Synthesis - James Swallow [99]
Sweat coiled around his eye ridges and trickled down his cheek. He halfheartedly made a motion to his face to wipe it away, then felt foolish as his undamaged hand bumped against the visor of his helmet.
“Zurin?” Sethe was close by, and the Cygnian gave him a wary look. He spoke to him on a discreet comm channel. “I have painkillers in my suit’s medpack.”
Dakal shook his head. He had already taken those in his emergency kit, and they had done little but turn the pain down to a dull razor and muddy his thoughts. He didn’t want to blunt his senses any further, not while any moment of inattention could lead to danger. Isolated from the Titan, stranded on an artificial world, every member of the group had to maintain focus. He blinked again and found Commander Tuvok studying him.
“I’m fine,” he lied.
Without even altering his expression by one iota, the Vulcan nevertheless managed to convey perfectly his lack of belief in the ensign’s statement. “We will rest for a moment.”
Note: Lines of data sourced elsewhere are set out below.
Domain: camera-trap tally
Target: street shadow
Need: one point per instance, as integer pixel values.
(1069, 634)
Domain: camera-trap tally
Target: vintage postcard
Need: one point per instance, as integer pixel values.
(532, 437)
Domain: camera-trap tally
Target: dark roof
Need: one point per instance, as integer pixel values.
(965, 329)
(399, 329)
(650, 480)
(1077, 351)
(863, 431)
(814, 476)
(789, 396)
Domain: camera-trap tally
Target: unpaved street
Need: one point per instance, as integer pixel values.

Dakal’s shoulders sank with relief, and he took a long, deep breath of recycled air. He glanced back the way they had come, searching the wilderness for the mouth of the canyon where their interrupted transport had deposited them; he could not see it from there.
But the great disfigurements in the metal landscape were visible from this slightly higher elevation. Pava had spotted the first of them, walking to the edge of a rent in the ground that was anything but deliberate or constructed. Old, oxidized petals of heat-distorted iron bowed downward, bent flaps of material cored in by the whiplash impact of some incredible force. The edges of the damage were corroded, and they defied coherent analysis by tricorder; all that could be intuited with any degree of certainty was that something like a great roughhewn knife had slashed at the surface of the FirstGen construct some time ago. Sethe had used his suit’s wrist beacon to cast a light into the ragged wound, discovering that the gouge went deep and dark.
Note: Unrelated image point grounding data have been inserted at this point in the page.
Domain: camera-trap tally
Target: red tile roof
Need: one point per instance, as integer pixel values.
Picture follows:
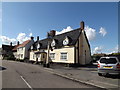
(24, 43)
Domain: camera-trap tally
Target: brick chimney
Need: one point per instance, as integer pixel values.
(37, 38)
(10, 43)
(82, 25)
(52, 33)
(18, 43)
(32, 38)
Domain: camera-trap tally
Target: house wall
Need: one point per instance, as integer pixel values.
(68, 50)
(33, 56)
(24, 50)
(84, 50)
(1, 57)
(27, 47)
(15, 54)
(21, 51)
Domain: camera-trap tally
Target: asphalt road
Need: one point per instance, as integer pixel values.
(24, 75)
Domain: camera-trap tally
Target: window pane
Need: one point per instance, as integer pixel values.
(63, 56)
(52, 56)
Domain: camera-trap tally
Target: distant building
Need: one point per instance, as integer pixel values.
(23, 49)
(6, 51)
(71, 47)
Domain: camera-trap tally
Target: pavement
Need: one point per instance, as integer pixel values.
(34, 77)
(86, 75)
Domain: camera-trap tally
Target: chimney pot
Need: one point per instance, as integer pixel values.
(18, 43)
(82, 25)
(37, 38)
(10, 43)
(32, 38)
(52, 33)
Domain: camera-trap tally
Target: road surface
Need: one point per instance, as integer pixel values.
(25, 75)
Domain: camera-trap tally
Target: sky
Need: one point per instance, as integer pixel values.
(21, 20)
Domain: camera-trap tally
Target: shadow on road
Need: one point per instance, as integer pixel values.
(2, 68)
(113, 76)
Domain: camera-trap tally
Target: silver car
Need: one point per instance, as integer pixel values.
(108, 65)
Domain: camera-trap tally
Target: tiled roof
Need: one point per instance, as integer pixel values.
(24, 43)
(73, 35)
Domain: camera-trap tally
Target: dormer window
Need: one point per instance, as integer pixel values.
(53, 43)
(38, 46)
(66, 41)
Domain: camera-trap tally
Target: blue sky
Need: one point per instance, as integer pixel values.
(23, 19)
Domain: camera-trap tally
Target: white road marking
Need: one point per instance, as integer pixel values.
(26, 83)
(106, 83)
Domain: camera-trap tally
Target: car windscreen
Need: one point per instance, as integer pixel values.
(108, 60)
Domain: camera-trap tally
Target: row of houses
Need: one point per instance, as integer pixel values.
(71, 47)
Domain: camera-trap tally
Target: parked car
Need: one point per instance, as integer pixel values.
(108, 65)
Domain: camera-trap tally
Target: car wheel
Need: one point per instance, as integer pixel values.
(100, 74)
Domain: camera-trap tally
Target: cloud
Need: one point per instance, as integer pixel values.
(30, 34)
(98, 49)
(102, 31)
(90, 32)
(7, 40)
(64, 30)
(21, 37)
(116, 49)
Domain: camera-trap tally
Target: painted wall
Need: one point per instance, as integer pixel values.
(68, 50)
(24, 50)
(85, 53)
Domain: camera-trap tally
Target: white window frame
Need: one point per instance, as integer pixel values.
(52, 56)
(53, 43)
(66, 41)
(38, 46)
(61, 56)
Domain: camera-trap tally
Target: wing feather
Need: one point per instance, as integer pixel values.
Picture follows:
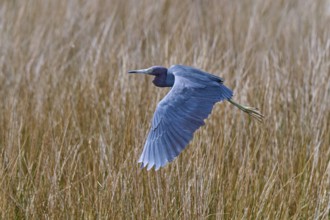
(180, 113)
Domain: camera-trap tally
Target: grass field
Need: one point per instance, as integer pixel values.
(73, 122)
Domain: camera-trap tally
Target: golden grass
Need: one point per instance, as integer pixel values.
(73, 122)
It soon became clear that this scar did not exist alone. They passed more along the way, and Dakal used the distraction of mapping them to keep his mind occupied. He made rough estimates based on length and apparent orientation, and on the tiny screen of his tricorder, an image grew, the image he would have seen if viewing the machine moon from high altitude. Not one scar but a whole skein of them, radial cuts that fanned out from some distant point of impact. The pattern of a claw, he imagined, the claw of some vast and monstrous carrion bird.
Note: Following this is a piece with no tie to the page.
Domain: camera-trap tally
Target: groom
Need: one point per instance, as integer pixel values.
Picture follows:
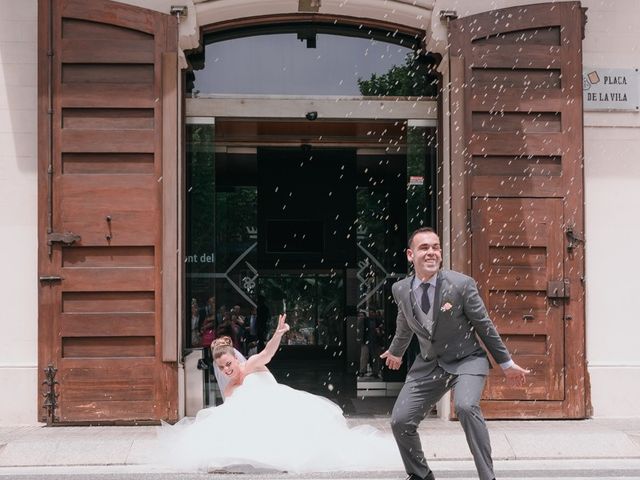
(444, 310)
Zurin pressed his teeth together. His mind was wandering. He was becoming overly fanciful. The fault of the medication, perhaps.
Pava had also discovered the melts, the places where sheets of the metal ground were disordered and slagged, as if they had been superheated, flowed like runny wax, and been left to set again. Like the scars, these blemishes were the marks left behind after some previous battle, and while the heaped slag piles were cold and inert, the spatter of the metal’s recrystallization had provided some answers. Tuvok recognized the aftereffect from the wreckage of White-Blue’s shipframe. FirstGen Zero-Three had, at one point in its existence, been directly bombarded by the Null. How it had survived intact was a question Dakal was very interested in answering.
They walked on, and after a while, the noises returned. The sound over the communicators came and went without pattern or apparent trigger, forcing itself onto the standby channel that was open between the shuttle survivors. Dakal did not hear the whispers or the giggling that Sethe and Pava claimed to, but he could not ignore the bass thrumming at the low end of the noise. The sound seemed to gather at the bridge of his nose and echo back through his eye sockets.